Still people ask me and want to know more. "Is it nice there?" they ask. "Yes, it is really nice there. No, I don't own a place. I rent." This always seems to make them feel better. I can hear them thinking, "Hah! He probably can't afford a place there." They are correct of course. I can't afford a place. Or at least that is not how I want to spend money. "Will you work while you are there?" they often ask. You can almost see them daring me to say no, so I always say, "Oh yes. I work a lot there. Every morning and every night." They nod in approval and it seems to lessen their anger and I can see the glee in their eyes, as they say to themselves "Well what the hell is the point of going if you have to work there?". Where is it? Tortola? they often ask. I always say, "East of St. Thomas." They nod knowingly. "Ah, yes, St. Thomas." Of course they have no idea where St. Thomas is either, but they have at least heard of it. So they feel better having some frame of reference. It seems they ask questions to keep me from talking. Most don't really care about me or Tortola. For most folks, if it is not Disneyland, they can't really relate to it. The adventurous ones may have gone to Cancun. But those two spots and maybe one of the major beaches in Florida covers vacation destination for about 99% of the people I talk to.
Not everyone responds the same way of course when they hear you are going to Tortola. . My true friends, the ones who love me no matter what, always say pretty much the same thing. "You suck!" or 'You are such an asshole." or my favorite, "God I fucking hate you." These words of pure love really warm my heart. These friends always look you in the eye and smile broadly as they spill their venom. I feel so fortunate that so many of my friends tell me they hate me upon hearing my plans. A true friend enjoys your success vicariously and can tell you openly and honestly that they are simultaneously jealous and happy for you.
I'm most wary of those folks who say, "Must be nice." These are the ones who live life as victims. They lead miserable lives and do nothing about relieving their plight and then they get jealous and even envious that you have something they don't have. They lack the clarity to see that everything comes at a cost. No one forced them to buy that $700,000 house in the proper neighborhood. Must both members of the couple drive a Lexus? Now the mortgage and car payments have choked them to the point that the only vacation they will be taking for the forseeable future will be to visit the rodent in Florida. And they really do think you suck when you tell them you are spending the winter surfing in Tortola.
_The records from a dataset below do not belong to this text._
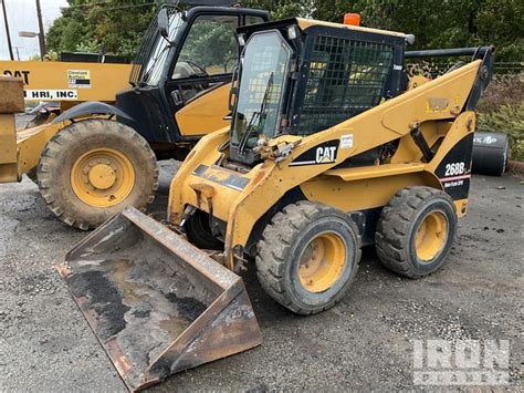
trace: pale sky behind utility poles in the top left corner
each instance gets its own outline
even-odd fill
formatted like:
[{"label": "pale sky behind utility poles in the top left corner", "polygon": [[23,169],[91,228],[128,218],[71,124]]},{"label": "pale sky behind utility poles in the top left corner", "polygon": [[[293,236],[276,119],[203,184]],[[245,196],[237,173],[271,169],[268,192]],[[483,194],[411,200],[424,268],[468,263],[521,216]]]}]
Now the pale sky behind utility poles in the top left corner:
[{"label": "pale sky behind utility poles in the top left corner", "polygon": [[[2,1],[2,0],[0,0]],[[28,39],[18,35],[19,31],[38,31],[39,22],[36,20],[36,3],[34,0],[3,0],[8,14],[9,31],[13,45],[14,59],[17,60],[18,46],[20,60],[28,60],[33,54],[40,54],[39,39]],[[60,8],[67,6],[66,0],[40,0],[42,7],[42,19],[44,29],[49,27],[57,17]],[[9,49],[3,24],[3,13],[0,7],[0,60],[9,60]]]}]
I'm sure they go home and bitch at one another for the rest of the evening about each other's spending habits. Putting the blame on each other for leading quiet and desperate lives.
I think when someone asks about your Tortola trip, they have an obligation to shut up and let you go on for a bit. I don't want to be interrupted to hear about the trip they are taking to Chicago to visit their college roommate from twenty years ago complete with a segue into a story about a night they spent together drinking beer at a fraternity. Please. If you ask, you have to shut the fuck up for 3 minutes, listen and let me go on a bit about my story. After all, you asked. And please don't try to connect with me by mentioning your trip to Cancun. First, I don't think it is at all adventurous. That dump is like Disney World in Mexico. Except Cancun is not even in Mexico, okay? The waitstaff uses better English than our President does.
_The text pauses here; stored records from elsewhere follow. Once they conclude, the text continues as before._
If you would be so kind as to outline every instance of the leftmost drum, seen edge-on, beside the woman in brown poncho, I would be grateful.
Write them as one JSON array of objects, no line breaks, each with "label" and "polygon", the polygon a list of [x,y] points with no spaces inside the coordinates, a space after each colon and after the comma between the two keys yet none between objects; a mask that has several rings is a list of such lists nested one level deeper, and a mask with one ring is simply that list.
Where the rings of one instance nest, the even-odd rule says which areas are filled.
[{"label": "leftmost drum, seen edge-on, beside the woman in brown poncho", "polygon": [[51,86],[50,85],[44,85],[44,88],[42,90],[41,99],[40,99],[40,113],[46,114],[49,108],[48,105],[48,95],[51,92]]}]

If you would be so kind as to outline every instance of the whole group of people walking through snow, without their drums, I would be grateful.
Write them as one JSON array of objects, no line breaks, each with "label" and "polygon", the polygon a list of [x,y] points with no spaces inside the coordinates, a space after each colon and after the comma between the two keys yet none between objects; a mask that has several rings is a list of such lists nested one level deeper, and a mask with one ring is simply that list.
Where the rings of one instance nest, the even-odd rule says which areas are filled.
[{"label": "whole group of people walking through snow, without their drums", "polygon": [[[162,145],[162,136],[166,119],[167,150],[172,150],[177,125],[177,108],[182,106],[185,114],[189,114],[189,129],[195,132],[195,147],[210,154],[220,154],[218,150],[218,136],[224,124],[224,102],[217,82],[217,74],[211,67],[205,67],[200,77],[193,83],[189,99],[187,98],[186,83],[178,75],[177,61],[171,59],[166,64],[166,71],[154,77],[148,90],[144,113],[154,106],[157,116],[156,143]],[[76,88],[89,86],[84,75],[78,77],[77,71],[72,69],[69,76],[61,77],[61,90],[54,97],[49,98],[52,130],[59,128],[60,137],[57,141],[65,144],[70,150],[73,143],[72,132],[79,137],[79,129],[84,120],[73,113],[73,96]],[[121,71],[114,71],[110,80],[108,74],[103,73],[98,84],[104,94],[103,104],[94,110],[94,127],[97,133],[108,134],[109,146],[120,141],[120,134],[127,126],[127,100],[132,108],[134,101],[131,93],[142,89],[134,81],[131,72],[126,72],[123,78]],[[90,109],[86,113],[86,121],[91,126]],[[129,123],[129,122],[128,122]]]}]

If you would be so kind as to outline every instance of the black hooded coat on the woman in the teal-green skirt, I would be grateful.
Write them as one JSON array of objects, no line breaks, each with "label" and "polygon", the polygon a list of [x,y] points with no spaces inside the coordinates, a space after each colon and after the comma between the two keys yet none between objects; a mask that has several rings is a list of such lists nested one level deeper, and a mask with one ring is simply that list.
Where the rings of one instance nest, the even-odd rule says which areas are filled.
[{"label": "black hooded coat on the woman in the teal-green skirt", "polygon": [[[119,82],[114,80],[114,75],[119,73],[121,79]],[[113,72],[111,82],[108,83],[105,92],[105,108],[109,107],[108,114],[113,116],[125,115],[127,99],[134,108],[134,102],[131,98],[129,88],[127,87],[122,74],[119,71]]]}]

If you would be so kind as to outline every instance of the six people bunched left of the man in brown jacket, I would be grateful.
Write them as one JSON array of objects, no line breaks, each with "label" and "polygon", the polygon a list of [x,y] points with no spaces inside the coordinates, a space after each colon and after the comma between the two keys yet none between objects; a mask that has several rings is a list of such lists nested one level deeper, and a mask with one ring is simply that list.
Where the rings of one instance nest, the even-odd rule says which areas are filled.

You want some cred? Tell me about a place I haven't been. Tell me about Cuba. Especially, if you got drunk in Havana and had planned to marry a prostitute until you got chased down an alley by her pimp brandishing a knife while he threatened to cut out your heart and feed it to his chickens.
So off I go. I hope you will check back from time to time and I hope I have some fun and interesting stories to share.